Nationally, the “911 Saves Act” is before Congress and if approved would change the classification of 911 dispatchers to match that of all first responders. A county in Colorado has already made that move, and the state of Texas did so last year. The argument is, of course, that dispatchers hear terrible things happening over the phone, and must endure tremendous emotional challenges as they calmly work to help people. A director of Denver’s 911 Call Center, speaking in support of the current legislation being debated in the state, said that her workers, “get calls from someone considering suicide to someone screaming because they just came home and what they found, it may be somebody in cardiac arrest, where the person calling may need to do CPR.”

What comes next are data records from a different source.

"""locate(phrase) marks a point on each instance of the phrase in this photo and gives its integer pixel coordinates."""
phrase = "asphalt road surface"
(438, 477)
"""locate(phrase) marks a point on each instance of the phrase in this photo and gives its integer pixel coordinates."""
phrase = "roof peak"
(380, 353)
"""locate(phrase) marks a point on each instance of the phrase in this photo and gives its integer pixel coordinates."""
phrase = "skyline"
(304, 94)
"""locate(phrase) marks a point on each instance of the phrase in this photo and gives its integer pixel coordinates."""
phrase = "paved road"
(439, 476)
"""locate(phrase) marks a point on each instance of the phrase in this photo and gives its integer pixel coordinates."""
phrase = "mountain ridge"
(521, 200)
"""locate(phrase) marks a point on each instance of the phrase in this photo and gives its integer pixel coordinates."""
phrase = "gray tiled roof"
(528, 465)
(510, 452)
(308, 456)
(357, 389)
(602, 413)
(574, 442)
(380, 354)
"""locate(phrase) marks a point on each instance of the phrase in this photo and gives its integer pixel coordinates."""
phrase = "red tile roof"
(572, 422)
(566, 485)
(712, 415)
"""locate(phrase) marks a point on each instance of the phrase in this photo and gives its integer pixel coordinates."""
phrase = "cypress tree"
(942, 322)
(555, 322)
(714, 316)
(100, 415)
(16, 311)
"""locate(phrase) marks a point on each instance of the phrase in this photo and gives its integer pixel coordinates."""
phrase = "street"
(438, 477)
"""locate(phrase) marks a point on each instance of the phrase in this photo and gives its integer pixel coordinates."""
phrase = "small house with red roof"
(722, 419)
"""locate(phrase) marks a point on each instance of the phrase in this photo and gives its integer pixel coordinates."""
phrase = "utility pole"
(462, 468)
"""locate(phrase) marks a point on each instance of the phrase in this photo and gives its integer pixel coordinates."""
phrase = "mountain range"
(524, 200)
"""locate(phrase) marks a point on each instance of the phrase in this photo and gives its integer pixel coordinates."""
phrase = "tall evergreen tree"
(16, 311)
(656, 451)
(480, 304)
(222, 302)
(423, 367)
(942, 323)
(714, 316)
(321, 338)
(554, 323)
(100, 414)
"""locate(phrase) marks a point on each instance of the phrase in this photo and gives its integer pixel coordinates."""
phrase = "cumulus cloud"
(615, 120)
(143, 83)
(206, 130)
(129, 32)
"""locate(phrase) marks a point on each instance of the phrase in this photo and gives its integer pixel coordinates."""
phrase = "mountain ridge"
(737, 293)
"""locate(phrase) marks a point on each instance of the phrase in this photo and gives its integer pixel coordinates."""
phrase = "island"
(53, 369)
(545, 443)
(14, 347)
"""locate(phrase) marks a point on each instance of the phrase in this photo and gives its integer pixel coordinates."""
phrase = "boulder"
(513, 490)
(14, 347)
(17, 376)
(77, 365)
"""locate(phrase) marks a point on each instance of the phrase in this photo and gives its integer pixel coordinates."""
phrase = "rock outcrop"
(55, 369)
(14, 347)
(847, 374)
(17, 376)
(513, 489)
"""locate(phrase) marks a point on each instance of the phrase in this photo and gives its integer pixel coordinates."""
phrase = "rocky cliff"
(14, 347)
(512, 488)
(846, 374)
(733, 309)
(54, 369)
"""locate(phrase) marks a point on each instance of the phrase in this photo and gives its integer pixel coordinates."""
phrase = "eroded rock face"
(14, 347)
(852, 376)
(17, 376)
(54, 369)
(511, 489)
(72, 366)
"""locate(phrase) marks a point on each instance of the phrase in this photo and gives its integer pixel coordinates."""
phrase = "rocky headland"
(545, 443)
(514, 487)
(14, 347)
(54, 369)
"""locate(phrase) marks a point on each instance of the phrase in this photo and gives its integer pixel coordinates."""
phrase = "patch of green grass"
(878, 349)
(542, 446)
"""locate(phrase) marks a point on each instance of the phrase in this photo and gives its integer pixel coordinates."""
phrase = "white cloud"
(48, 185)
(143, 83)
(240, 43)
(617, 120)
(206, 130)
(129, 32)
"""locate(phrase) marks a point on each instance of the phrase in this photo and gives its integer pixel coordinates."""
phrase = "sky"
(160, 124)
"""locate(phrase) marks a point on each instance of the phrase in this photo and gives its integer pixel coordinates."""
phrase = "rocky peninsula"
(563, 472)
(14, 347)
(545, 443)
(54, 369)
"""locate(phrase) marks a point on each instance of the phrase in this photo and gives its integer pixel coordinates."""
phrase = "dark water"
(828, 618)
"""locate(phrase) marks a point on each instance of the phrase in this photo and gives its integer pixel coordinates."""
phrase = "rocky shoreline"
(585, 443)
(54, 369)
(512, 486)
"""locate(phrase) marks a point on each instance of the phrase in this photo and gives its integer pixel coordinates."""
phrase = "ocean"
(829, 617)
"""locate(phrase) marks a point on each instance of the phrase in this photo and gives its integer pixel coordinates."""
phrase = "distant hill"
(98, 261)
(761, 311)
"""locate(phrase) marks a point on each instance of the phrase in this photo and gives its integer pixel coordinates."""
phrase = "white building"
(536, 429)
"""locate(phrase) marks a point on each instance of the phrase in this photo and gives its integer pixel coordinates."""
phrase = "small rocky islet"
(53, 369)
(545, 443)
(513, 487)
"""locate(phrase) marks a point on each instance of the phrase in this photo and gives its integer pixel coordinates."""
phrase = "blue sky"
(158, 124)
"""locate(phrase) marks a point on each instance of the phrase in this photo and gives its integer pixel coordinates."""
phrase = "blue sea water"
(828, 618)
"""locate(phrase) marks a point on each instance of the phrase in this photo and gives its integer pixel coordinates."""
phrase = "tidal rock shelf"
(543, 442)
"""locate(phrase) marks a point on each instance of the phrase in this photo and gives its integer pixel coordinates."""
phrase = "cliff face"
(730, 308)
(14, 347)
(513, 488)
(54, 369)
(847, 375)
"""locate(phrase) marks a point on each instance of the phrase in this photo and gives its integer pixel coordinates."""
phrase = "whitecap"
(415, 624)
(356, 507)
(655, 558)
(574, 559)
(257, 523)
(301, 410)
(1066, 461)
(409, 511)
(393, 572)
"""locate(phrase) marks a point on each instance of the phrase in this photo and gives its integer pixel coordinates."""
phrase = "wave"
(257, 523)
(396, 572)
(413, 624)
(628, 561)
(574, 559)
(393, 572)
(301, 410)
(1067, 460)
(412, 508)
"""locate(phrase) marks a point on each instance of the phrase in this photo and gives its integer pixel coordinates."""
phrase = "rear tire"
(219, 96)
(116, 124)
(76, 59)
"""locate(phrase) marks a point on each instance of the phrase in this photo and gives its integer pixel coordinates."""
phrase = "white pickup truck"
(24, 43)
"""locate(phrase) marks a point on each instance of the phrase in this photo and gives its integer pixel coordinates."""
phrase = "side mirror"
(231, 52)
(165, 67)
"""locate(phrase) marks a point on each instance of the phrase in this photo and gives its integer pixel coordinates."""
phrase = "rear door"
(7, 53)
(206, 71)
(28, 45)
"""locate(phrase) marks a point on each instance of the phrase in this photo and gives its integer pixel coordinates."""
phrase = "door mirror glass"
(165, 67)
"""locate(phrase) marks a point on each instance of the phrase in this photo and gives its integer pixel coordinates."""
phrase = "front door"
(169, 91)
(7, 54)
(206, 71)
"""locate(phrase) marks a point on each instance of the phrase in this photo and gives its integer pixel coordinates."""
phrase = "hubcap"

There is certainly an argument to be made regarding the stresses that these workers face. But as we have argued before, these types of benefit changes are creating a two-tiered system of injured worker. Many of the crises that 911 dispatchers contend with are happening at the workplace of private citizens who are not being given the same consideration. That call may be from someone who just watched a co-worker get shot, or who saw a fellow employee swallowed by a commercial grinder. With the trend we are seeing regarding emergency dispatchers, the person hearing about the trauma will be entitled to benefits, while in many states the person experiencing it will get nothing.

What about the guy screaming on the other end of the phone? Is it fair that they are left behind simply because they have no lobbyists to work on their behalf?

Just so we are clear, much of the push for extended and automatic benefits for first responders across the nation is based on politics, not science. The emotional argument to support those on the front line of crisis is creating coverage for some conditions for which there is little scientific evidence supporting a connection to the job. And as this trend moves into the realm of the call center dispatcher, the disparity between the haves and have nots only grows wider.

It is ironic that when the dust settles, the person in an emergency calling for assistance will have less available to them than the person who answered the phone.